In all the reports (both government and privately produced) on the handicraft industry in India which I have analysed so far, there is an emphasis on improved design and availability of raw materials. While this is absolutely critical for success, little thought has been devoted to effective marketing of the products. Government schemes to aid marketing largely focus on providing funds to set up art fairs and exhibitions. However, the success of brands such as Raw Mango, Ekaya, nicobar, Anantaya Decor, Jaipur Living etc. are proof that more effective ways of marketing products are working and that the “India story” is on the rise. These brands are communicating their craft based stories directly to their audience. These stories not only help sell the products but also educate the customer about the rich history of the craft.

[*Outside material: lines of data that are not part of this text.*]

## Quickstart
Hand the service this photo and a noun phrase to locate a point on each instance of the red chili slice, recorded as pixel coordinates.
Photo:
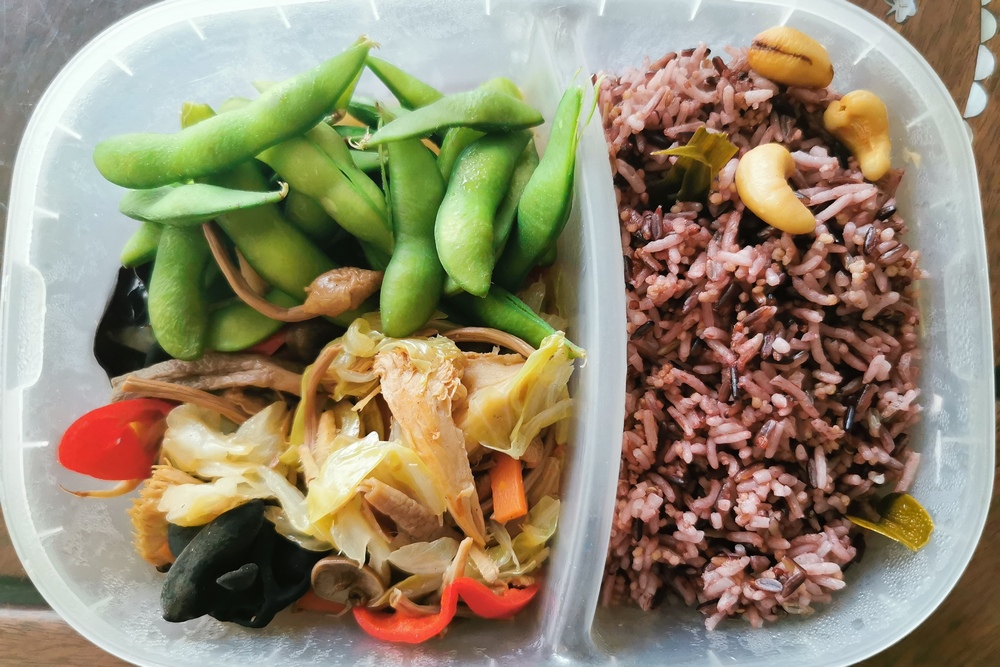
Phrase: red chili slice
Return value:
(118, 441)
(486, 603)
(395, 626)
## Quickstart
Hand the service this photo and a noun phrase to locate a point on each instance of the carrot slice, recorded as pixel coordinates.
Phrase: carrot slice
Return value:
(507, 482)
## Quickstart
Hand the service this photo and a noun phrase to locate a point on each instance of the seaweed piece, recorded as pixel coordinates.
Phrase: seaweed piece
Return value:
(124, 341)
(236, 569)
(698, 162)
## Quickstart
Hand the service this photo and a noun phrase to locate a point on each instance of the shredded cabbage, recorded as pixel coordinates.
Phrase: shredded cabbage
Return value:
(528, 550)
(537, 529)
(427, 558)
(195, 439)
(341, 474)
(508, 415)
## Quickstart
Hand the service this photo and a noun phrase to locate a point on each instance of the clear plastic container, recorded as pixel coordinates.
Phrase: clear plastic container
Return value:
(64, 235)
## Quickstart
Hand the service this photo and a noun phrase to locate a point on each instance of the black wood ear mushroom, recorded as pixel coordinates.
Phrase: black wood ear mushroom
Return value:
(236, 569)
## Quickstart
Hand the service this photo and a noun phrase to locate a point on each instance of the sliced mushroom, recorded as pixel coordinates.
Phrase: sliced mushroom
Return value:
(341, 580)
(340, 290)
(215, 371)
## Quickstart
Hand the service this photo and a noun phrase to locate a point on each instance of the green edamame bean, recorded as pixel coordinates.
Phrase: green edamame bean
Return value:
(345, 97)
(148, 160)
(309, 170)
(504, 311)
(351, 132)
(310, 218)
(414, 275)
(549, 257)
(279, 252)
(411, 92)
(480, 109)
(364, 110)
(177, 310)
(547, 199)
(331, 143)
(366, 161)
(141, 246)
(463, 231)
(192, 204)
(457, 138)
(503, 221)
(236, 326)
(336, 149)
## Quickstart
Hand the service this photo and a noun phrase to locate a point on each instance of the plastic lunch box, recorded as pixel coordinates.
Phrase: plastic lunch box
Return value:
(64, 235)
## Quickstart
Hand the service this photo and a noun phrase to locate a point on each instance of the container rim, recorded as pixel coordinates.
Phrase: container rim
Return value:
(130, 29)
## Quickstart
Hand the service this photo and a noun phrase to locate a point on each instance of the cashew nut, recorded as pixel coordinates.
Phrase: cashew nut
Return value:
(786, 55)
(762, 183)
(861, 121)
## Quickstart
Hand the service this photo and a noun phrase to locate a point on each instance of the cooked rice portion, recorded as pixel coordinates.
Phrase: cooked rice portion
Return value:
(772, 379)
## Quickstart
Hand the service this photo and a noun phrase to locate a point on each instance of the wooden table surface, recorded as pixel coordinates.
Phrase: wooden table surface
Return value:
(964, 631)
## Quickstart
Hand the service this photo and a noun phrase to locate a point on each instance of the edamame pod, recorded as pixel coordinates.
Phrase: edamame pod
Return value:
(148, 160)
(414, 275)
(177, 310)
(366, 161)
(336, 149)
(309, 170)
(278, 251)
(547, 199)
(310, 218)
(463, 231)
(456, 139)
(502, 310)
(480, 109)
(236, 326)
(503, 222)
(192, 204)
(364, 110)
(141, 246)
(331, 143)
(351, 132)
(411, 92)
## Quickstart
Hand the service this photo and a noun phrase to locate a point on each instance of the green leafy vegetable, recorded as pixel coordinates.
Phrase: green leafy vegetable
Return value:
(697, 164)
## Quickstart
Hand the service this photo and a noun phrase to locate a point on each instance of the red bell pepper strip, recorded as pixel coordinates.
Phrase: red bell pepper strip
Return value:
(119, 441)
(486, 603)
(270, 345)
(403, 628)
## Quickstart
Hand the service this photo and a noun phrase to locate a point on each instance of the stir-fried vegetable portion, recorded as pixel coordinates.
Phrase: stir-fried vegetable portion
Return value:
(407, 476)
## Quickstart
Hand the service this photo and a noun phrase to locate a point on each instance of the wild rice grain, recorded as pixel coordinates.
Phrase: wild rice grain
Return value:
(766, 351)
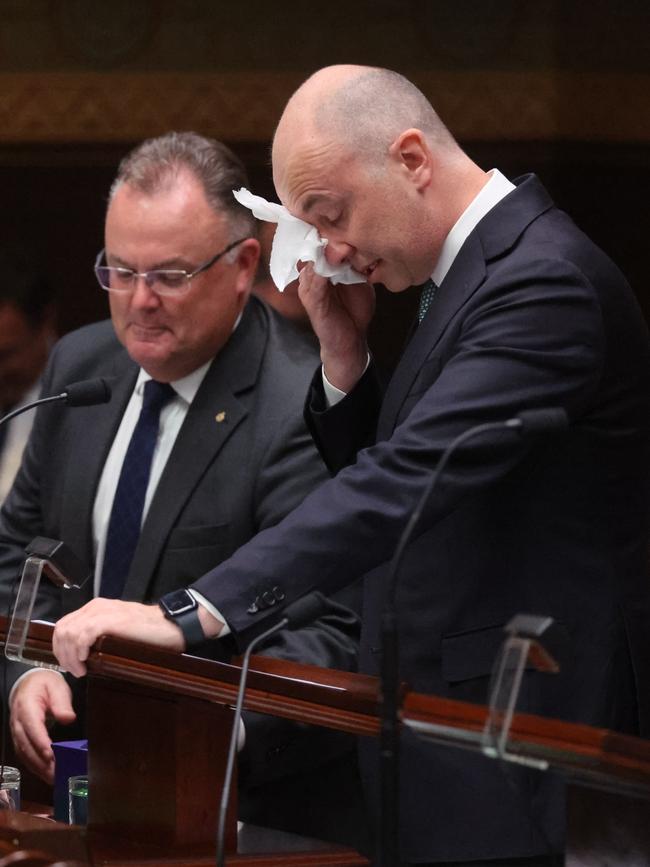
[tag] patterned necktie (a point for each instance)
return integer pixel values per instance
(426, 297)
(126, 513)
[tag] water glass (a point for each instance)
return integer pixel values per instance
(78, 800)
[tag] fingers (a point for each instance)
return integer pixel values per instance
(35, 698)
(75, 634)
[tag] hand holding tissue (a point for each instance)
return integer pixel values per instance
(295, 241)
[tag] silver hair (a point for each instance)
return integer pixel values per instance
(155, 163)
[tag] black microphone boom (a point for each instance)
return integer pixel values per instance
(86, 393)
(298, 614)
(531, 422)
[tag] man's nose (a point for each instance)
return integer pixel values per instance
(338, 252)
(143, 294)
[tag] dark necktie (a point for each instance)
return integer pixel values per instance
(426, 297)
(126, 513)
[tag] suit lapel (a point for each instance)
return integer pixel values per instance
(214, 415)
(497, 232)
(92, 433)
(465, 276)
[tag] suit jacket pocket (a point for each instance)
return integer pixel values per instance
(199, 537)
(471, 654)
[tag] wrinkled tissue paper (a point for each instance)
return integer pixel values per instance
(294, 241)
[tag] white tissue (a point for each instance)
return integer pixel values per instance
(294, 241)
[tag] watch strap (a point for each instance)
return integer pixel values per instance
(190, 626)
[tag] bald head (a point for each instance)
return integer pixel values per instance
(360, 154)
(361, 108)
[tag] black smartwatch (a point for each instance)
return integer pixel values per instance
(181, 608)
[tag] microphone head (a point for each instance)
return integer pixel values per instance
(304, 610)
(88, 392)
(545, 420)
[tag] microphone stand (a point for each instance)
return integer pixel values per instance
(529, 422)
(299, 613)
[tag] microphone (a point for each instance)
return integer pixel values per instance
(533, 422)
(299, 613)
(88, 392)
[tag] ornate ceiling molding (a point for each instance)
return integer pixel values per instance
(478, 105)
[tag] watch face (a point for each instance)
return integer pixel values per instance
(178, 602)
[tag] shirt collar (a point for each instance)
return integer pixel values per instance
(185, 388)
(497, 187)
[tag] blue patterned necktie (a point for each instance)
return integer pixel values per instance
(426, 297)
(128, 504)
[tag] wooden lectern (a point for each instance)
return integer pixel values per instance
(154, 798)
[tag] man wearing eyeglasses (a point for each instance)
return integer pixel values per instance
(207, 389)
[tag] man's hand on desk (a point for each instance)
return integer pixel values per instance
(76, 633)
(37, 697)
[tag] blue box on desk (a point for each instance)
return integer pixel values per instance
(70, 760)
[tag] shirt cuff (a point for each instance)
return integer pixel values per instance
(29, 674)
(334, 395)
(213, 611)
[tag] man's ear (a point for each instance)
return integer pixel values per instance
(413, 154)
(248, 254)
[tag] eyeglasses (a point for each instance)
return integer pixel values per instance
(163, 281)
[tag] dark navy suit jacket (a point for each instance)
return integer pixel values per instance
(242, 459)
(531, 314)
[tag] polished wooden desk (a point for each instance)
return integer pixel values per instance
(187, 701)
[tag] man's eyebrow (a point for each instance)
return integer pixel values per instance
(311, 201)
(176, 263)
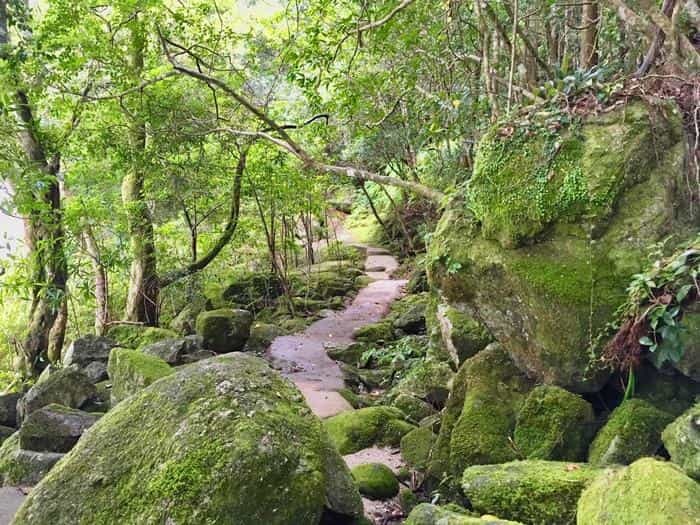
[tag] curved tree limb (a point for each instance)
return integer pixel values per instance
(234, 212)
(285, 141)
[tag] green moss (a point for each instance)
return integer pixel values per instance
(375, 481)
(553, 225)
(682, 440)
(355, 430)
(135, 336)
(648, 491)
(415, 409)
(224, 330)
(416, 447)
(633, 430)
(483, 432)
(554, 424)
(132, 370)
(534, 492)
(223, 437)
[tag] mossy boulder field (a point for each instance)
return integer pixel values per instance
(223, 440)
(553, 225)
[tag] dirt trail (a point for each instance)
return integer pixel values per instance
(302, 357)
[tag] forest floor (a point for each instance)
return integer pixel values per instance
(303, 359)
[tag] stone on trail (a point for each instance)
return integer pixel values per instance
(132, 370)
(682, 440)
(648, 492)
(67, 386)
(355, 430)
(222, 440)
(224, 330)
(632, 431)
(428, 514)
(375, 481)
(534, 492)
(54, 428)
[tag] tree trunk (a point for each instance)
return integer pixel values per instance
(589, 35)
(102, 316)
(142, 297)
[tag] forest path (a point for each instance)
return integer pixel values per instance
(302, 357)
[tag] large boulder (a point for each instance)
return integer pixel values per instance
(54, 428)
(90, 354)
(68, 387)
(648, 491)
(225, 438)
(552, 227)
(554, 424)
(132, 371)
(8, 409)
(533, 492)
(177, 352)
(632, 431)
(224, 330)
(461, 334)
(354, 430)
(23, 467)
(480, 431)
(682, 440)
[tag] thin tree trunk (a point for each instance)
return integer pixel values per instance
(589, 35)
(144, 288)
(102, 317)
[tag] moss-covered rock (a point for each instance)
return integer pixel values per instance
(67, 386)
(689, 364)
(136, 336)
(375, 481)
(427, 514)
(224, 330)
(462, 335)
(534, 492)
(54, 428)
(416, 447)
(682, 440)
(672, 393)
(261, 337)
(483, 431)
(355, 430)
(554, 424)
(415, 409)
(131, 371)
(220, 438)
(648, 491)
(23, 467)
(632, 431)
(553, 226)
(427, 380)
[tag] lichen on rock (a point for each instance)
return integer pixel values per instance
(534, 492)
(554, 424)
(551, 228)
(648, 491)
(632, 431)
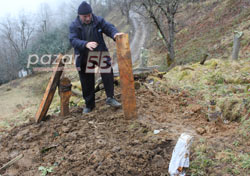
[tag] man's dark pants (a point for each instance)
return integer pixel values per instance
(88, 86)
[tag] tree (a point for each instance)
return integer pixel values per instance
(125, 7)
(18, 33)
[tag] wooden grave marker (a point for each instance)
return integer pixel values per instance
(50, 91)
(126, 76)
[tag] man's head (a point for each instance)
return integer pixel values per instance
(85, 12)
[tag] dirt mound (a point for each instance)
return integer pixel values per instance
(103, 143)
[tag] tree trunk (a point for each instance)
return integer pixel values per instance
(236, 46)
(171, 35)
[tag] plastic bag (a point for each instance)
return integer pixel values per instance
(180, 156)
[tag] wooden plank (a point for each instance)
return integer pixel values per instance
(126, 76)
(65, 96)
(50, 91)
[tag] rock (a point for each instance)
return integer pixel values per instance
(200, 131)
(65, 129)
(137, 85)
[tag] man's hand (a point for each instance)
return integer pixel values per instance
(91, 45)
(120, 33)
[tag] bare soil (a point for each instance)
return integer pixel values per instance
(104, 143)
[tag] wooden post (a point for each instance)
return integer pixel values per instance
(50, 91)
(126, 76)
(65, 94)
(236, 45)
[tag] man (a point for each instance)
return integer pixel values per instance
(86, 35)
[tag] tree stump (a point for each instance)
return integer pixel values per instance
(65, 94)
(126, 76)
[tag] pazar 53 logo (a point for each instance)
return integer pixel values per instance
(99, 61)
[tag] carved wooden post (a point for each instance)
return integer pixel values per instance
(50, 91)
(236, 46)
(65, 94)
(126, 76)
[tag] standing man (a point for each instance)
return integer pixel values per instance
(86, 35)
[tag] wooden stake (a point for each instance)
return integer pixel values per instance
(50, 91)
(126, 76)
(65, 95)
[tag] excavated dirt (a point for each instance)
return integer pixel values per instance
(104, 143)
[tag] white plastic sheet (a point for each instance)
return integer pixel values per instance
(180, 156)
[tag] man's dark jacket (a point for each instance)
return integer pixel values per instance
(77, 37)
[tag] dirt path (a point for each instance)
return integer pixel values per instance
(140, 34)
(103, 143)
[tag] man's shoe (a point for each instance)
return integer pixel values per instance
(112, 102)
(87, 110)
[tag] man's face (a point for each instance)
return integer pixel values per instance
(86, 19)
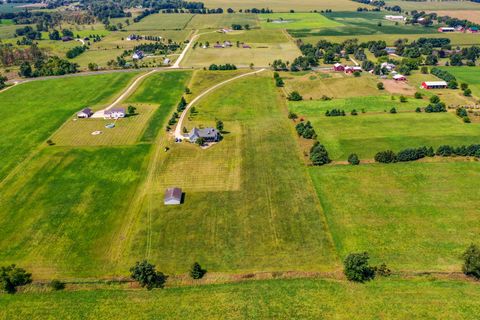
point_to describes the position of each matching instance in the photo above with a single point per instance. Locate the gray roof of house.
(204, 133)
(173, 194)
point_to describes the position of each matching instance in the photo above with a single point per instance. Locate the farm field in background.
(296, 21)
(278, 299)
(249, 203)
(408, 215)
(32, 111)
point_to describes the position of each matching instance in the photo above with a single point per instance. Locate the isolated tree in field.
(146, 274)
(131, 110)
(220, 125)
(356, 267)
(12, 277)
(353, 159)
(434, 99)
(471, 261)
(294, 96)
(196, 271)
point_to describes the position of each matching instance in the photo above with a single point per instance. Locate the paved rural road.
(178, 129)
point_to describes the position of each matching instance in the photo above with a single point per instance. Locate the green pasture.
(361, 23)
(32, 111)
(61, 210)
(470, 75)
(457, 39)
(285, 5)
(367, 134)
(162, 21)
(217, 21)
(411, 216)
(165, 89)
(249, 203)
(269, 299)
(296, 21)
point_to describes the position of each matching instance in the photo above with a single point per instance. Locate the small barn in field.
(434, 85)
(173, 196)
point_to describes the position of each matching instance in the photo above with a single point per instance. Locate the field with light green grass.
(217, 21)
(469, 75)
(249, 203)
(412, 216)
(296, 21)
(162, 21)
(369, 133)
(285, 5)
(271, 299)
(314, 85)
(32, 111)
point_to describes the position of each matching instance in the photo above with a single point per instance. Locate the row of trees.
(412, 154)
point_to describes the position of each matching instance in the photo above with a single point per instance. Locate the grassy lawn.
(162, 21)
(249, 203)
(412, 216)
(333, 85)
(470, 75)
(285, 5)
(271, 299)
(361, 23)
(32, 111)
(163, 89)
(368, 134)
(217, 21)
(296, 21)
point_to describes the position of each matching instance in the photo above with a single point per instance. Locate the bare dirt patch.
(399, 87)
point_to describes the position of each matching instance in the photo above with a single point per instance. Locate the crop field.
(433, 5)
(459, 39)
(78, 132)
(361, 23)
(316, 85)
(470, 75)
(217, 21)
(276, 299)
(257, 211)
(296, 21)
(29, 119)
(285, 5)
(162, 21)
(60, 212)
(412, 216)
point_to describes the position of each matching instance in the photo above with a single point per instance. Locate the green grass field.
(360, 23)
(470, 75)
(33, 111)
(162, 22)
(217, 21)
(412, 216)
(249, 203)
(273, 299)
(296, 21)
(285, 5)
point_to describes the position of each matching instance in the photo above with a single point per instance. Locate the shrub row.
(412, 154)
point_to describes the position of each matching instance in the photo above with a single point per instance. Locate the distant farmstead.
(115, 113)
(434, 85)
(208, 134)
(85, 113)
(173, 196)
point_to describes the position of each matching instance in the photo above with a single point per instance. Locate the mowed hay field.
(273, 299)
(257, 209)
(296, 21)
(412, 216)
(31, 112)
(262, 52)
(285, 5)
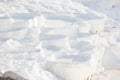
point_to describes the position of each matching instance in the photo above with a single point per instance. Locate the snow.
(60, 39)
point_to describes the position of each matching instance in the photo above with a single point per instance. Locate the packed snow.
(60, 39)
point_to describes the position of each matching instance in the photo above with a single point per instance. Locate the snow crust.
(60, 39)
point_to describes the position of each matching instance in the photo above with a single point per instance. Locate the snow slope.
(60, 39)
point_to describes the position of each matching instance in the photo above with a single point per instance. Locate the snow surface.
(60, 39)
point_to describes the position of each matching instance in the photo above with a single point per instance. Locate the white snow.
(60, 39)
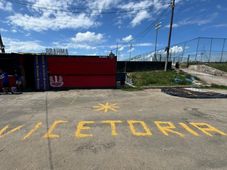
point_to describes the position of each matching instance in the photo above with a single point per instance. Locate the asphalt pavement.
(111, 130)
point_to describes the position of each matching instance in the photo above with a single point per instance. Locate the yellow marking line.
(2, 134)
(106, 107)
(83, 128)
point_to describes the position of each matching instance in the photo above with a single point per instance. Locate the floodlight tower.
(2, 47)
(157, 27)
(170, 33)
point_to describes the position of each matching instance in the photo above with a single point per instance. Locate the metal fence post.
(222, 53)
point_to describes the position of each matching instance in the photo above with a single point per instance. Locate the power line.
(143, 33)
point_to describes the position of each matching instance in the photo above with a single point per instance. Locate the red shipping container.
(83, 72)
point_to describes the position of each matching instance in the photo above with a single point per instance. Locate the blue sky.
(96, 26)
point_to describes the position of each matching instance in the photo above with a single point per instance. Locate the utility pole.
(170, 32)
(157, 27)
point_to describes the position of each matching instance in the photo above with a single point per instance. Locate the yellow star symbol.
(106, 107)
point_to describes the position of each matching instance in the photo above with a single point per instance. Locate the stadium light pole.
(157, 27)
(170, 33)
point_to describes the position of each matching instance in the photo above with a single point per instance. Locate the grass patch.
(160, 78)
(219, 66)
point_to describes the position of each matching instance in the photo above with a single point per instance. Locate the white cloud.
(128, 38)
(5, 6)
(61, 20)
(43, 19)
(121, 48)
(3, 30)
(100, 5)
(88, 37)
(142, 15)
(15, 45)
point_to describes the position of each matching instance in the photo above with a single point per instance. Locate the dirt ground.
(111, 129)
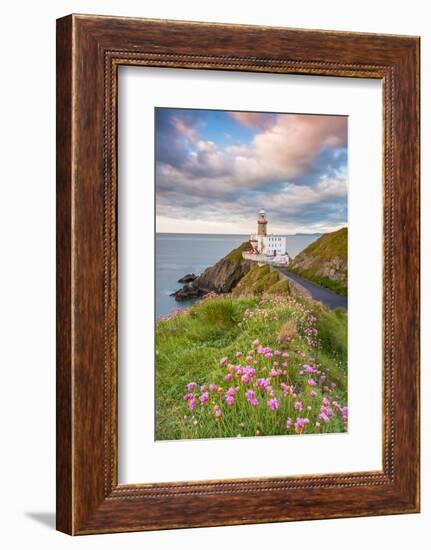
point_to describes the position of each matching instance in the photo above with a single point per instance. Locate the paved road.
(317, 292)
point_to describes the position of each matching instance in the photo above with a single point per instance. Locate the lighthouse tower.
(261, 224)
(261, 231)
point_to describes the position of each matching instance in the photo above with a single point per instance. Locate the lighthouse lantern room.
(269, 245)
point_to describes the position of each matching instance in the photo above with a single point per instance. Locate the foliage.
(235, 256)
(223, 371)
(329, 246)
(339, 287)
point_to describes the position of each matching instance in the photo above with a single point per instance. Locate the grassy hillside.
(325, 262)
(258, 280)
(329, 246)
(256, 365)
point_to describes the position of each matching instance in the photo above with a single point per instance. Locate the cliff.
(325, 261)
(220, 278)
(260, 280)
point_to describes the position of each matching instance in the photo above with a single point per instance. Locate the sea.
(180, 253)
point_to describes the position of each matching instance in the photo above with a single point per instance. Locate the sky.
(216, 169)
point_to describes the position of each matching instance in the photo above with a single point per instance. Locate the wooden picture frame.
(89, 51)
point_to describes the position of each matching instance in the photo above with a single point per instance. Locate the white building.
(268, 245)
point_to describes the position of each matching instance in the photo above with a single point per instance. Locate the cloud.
(295, 166)
(263, 121)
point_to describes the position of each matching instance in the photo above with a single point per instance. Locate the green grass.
(235, 256)
(330, 245)
(339, 287)
(189, 347)
(281, 287)
(256, 281)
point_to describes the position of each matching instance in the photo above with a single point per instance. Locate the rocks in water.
(189, 291)
(188, 278)
(219, 278)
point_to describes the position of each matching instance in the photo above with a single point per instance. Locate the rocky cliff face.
(221, 277)
(325, 261)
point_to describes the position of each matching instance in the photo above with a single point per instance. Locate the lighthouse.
(273, 247)
(261, 224)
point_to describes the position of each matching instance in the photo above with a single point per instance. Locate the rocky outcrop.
(220, 278)
(188, 278)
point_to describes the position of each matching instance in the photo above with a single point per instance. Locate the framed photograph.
(237, 274)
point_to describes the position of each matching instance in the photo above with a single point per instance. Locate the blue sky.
(216, 169)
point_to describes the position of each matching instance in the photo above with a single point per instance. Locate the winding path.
(319, 293)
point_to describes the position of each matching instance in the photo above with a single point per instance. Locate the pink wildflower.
(251, 398)
(203, 398)
(262, 383)
(287, 390)
(273, 404)
(191, 403)
(217, 412)
(300, 424)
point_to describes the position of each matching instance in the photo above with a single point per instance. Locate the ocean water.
(179, 253)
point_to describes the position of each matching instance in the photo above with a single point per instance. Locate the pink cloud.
(184, 129)
(263, 121)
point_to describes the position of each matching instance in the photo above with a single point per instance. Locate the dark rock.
(187, 278)
(220, 278)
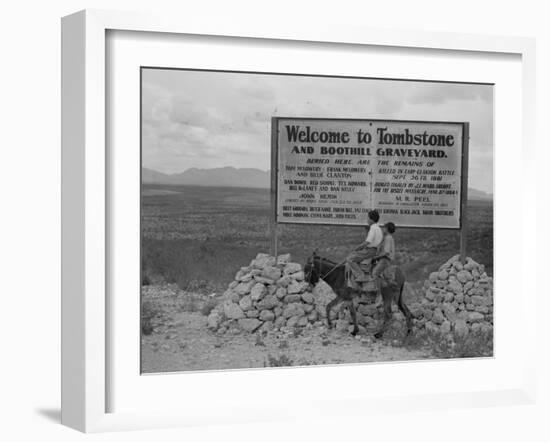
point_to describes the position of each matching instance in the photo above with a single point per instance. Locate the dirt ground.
(181, 341)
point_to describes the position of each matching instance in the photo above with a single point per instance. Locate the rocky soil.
(179, 339)
(268, 317)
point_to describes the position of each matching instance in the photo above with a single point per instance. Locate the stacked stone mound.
(269, 293)
(457, 298)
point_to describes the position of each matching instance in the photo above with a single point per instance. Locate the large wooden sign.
(333, 171)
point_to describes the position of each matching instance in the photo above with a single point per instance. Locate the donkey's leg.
(387, 298)
(353, 317)
(331, 304)
(405, 310)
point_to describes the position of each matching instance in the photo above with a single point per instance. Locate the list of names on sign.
(334, 171)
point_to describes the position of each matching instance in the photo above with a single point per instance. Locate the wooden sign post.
(464, 193)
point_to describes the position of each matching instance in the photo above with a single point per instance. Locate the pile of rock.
(457, 298)
(269, 293)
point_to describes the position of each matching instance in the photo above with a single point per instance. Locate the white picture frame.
(86, 204)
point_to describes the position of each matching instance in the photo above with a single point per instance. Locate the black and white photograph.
(298, 220)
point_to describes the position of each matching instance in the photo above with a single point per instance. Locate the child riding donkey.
(378, 251)
(365, 251)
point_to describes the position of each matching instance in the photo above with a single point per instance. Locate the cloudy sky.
(216, 119)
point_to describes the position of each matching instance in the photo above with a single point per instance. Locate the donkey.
(334, 274)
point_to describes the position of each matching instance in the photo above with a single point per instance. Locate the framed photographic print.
(257, 212)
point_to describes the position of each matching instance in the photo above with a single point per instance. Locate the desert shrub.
(474, 344)
(208, 306)
(148, 312)
(282, 360)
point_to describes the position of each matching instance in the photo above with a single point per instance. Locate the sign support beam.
(464, 193)
(273, 227)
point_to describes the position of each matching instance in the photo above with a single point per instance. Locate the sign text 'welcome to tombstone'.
(333, 171)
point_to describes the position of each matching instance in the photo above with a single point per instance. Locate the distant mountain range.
(233, 177)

I believe that this audience engagement is what could also allow the handicrafts industry in India to survive and flourish. I want to document the rich history of the handicrafts of India and to help artisans to use these stories to connect with their audience, cultivate conversations, communicate their stories, and ultimately sell their products. Artisans can enthral a listener with stories that form the foundation of their craft. Stories that are passed down orally from generation to generation. I can see that the issue today is that artisans are failing to communicate their rich history and expertise to the modern consumer and are struggling to adapt to the digital age of communication. The cyclical nature of this problem is causing many artisans to quit their potentially far more lucrative traditional vocation and seek other mediocre sources of income.

New brands and new marketing techniques are gradually evolving India’s contemporary image with its traditions in tow. Sadly, often the artisans at the heart of this movement seem to be left out. By using the skills I have acquired over the years, I would like to contribute towards giving them a voice.